Merci de bien vouloir nous entendre. La CNCDH est une institution ancienne et particulière de la République, notamment en raison de son caractère éminemment collégial. Depuis la loi du 13 juillet 1990, elle compte un rapporteur national indépendant sur le racisme, l'antisémitisme et la xénophobie.
Lorsque j'ai remis notre rapport le 18 juin dernier à Édouard Philippe – alors Premier ministre – j'ai pu m'entretenir après notre entrevue avec Sibeth Ndiaye qui m'a raconté qu'elle avait grandi au Sénégal dans une famille bourgeoise aisée. Six mois après son arrivée en France, elle a découvert ce qu'était « être noire ». Elle percevait en effet un regard différent sur elle-même, même si ce n'était pas forcément un regard hostile. Je ne suis pas sûr que les Blancs qui vivent au Sénégal ou en Côte d'Ivoire subissent aussi de la part de la majorité noire un regard similaire. La suite a montré qu'elle en a souffert aussi dans ses fonctions ministérielles.

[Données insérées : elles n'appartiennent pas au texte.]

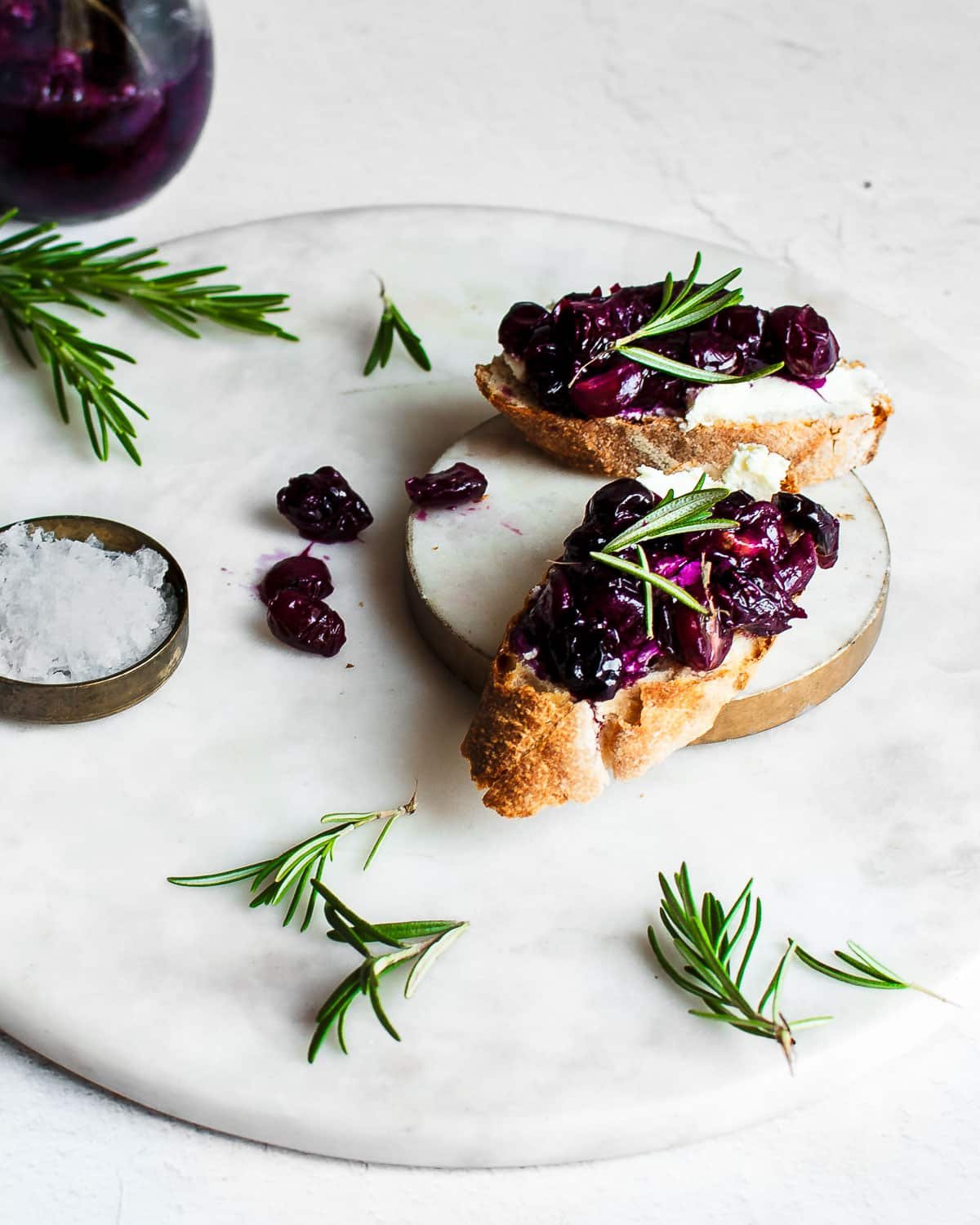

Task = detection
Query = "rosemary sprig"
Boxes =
[647,864,831,1062]
[167,793,416,931]
[0,208,296,465]
[308,880,470,1063]
[590,477,739,617]
[570,252,784,386]
[791,940,952,1004]
[364,277,433,375]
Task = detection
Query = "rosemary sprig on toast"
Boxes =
[568,252,784,386]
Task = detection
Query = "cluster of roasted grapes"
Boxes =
[499,282,840,419]
[511,479,838,701]
[259,468,374,656]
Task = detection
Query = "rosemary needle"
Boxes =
[0,208,296,465]
[308,881,470,1063]
[167,793,416,931]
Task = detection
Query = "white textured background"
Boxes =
[0,0,980,1225]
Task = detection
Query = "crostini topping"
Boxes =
[406,462,487,506]
[499,254,840,418]
[276,467,374,544]
[511,479,837,701]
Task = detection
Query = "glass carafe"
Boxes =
[0,0,213,222]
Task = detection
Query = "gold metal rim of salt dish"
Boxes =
[0,514,190,723]
[406,487,891,745]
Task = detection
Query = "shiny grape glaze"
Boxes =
[510,479,838,702]
[276,467,375,544]
[266,590,347,657]
[259,546,333,604]
[406,461,487,506]
[499,282,840,421]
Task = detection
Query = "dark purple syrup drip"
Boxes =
[0,0,213,222]
[499,282,838,421]
[406,462,487,506]
[510,479,837,701]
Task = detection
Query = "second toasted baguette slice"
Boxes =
[475,355,892,492]
[462,614,773,817]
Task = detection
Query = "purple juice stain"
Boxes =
[0,0,213,222]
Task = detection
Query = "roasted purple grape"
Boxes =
[510,479,837,702]
[499,282,838,421]
[406,462,487,506]
[767,306,840,382]
[773,494,840,570]
[276,468,374,544]
[259,553,333,604]
[266,590,347,657]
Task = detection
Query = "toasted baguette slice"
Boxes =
[477,354,892,492]
[462,593,773,817]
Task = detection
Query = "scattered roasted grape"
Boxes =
[276,468,374,544]
[406,462,487,506]
[259,553,333,604]
[266,590,347,656]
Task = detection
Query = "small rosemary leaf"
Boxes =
[685,269,742,310]
[363,315,385,376]
[82,396,109,463]
[368,974,402,1043]
[835,948,903,982]
[406,923,470,1000]
[389,303,433,372]
[4,310,37,370]
[647,924,701,996]
[377,311,394,370]
[653,272,674,318]
[590,553,710,617]
[88,341,136,367]
[151,267,229,292]
[795,945,906,991]
[0,220,56,252]
[313,881,401,948]
[299,852,333,935]
[316,967,360,1022]
[283,864,313,928]
[644,519,742,541]
[735,898,764,987]
[674,252,701,310]
[759,941,796,1024]
[837,940,902,982]
[51,362,69,425]
[362,813,399,872]
[167,860,267,889]
[140,303,201,341]
[603,485,730,553]
[249,884,276,911]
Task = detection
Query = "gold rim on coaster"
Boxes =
[0,514,189,723]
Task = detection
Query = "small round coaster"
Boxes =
[406,416,889,742]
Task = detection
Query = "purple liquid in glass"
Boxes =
[0,0,213,222]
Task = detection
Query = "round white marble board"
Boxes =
[406,416,889,739]
[0,208,980,1166]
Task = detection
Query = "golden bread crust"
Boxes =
[475,355,892,490]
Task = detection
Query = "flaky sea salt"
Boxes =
[0,523,176,685]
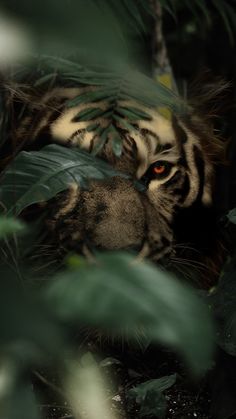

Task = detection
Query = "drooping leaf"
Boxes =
[46,254,216,372]
[0,144,124,215]
[128,374,176,419]
[0,370,40,419]
[0,216,25,239]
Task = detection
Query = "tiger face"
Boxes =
[31,90,218,272]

Le racisme peut effectivement se manifester au niveau de l'accès à l'emploi, au logement et à l'éducation. Il existe aussi des comportements moins brutaux et moins agressifs qui traduisent un regard différent porté sur des minorités visibles. Dans notre rapport de cette année, nous nous sommes attachés à distinguer davantage les minorités visibles des minorités moins visibles ou apparemment non-visibles. Nous avons alors identifié un paradoxe : les personnes noires sont la minorité la mieux tolérée en France par rapport à d'autres comme les Maghrébins ou les Roms, et pourtant ces personnes demeurent les plus discriminées. Lorsqu'un propriétaire s'apprête à signer le bail avec une personne noire sans qu'il ait pu le soupçonner, il lui arrive de se rétracter, prétendant avoir déjà trouvé un locataire. De même pour l'accès à l'emploi, ce genre de comportement est encore très fréquent. En matière d'éducation, les personnes noires ne sont pas rejetées de la sorte mais elles sont frappées de préjugés, avec des capacités intellectuelles supposées inférieures à celles d'un Blanc du même âge. Pourtant on ne rencontre que très rarement la revendication d'une supériorité fondée sur une prétendue différence des races. Il serait d'ailleurs à mon sens peut-être temps que la représentation nationale puisse contribuer à retirer le mot « race » de la Constitution.
Il revient à la CNCDH non seulement d'établir un rapport sur ces questions, mais aussi de proposer des pistes d'amélioration. Elles consistent principalement en un renforcement de l'éducation. Il s'agirait de mieux mettre en valeur les élèves noirs doués, les employés noirs brillants dans les entreprises et les artistes de couleur noire, qui sont souvent cantonnés à des rôles secondaires dans les productions cinématographiques ou télévisuelles.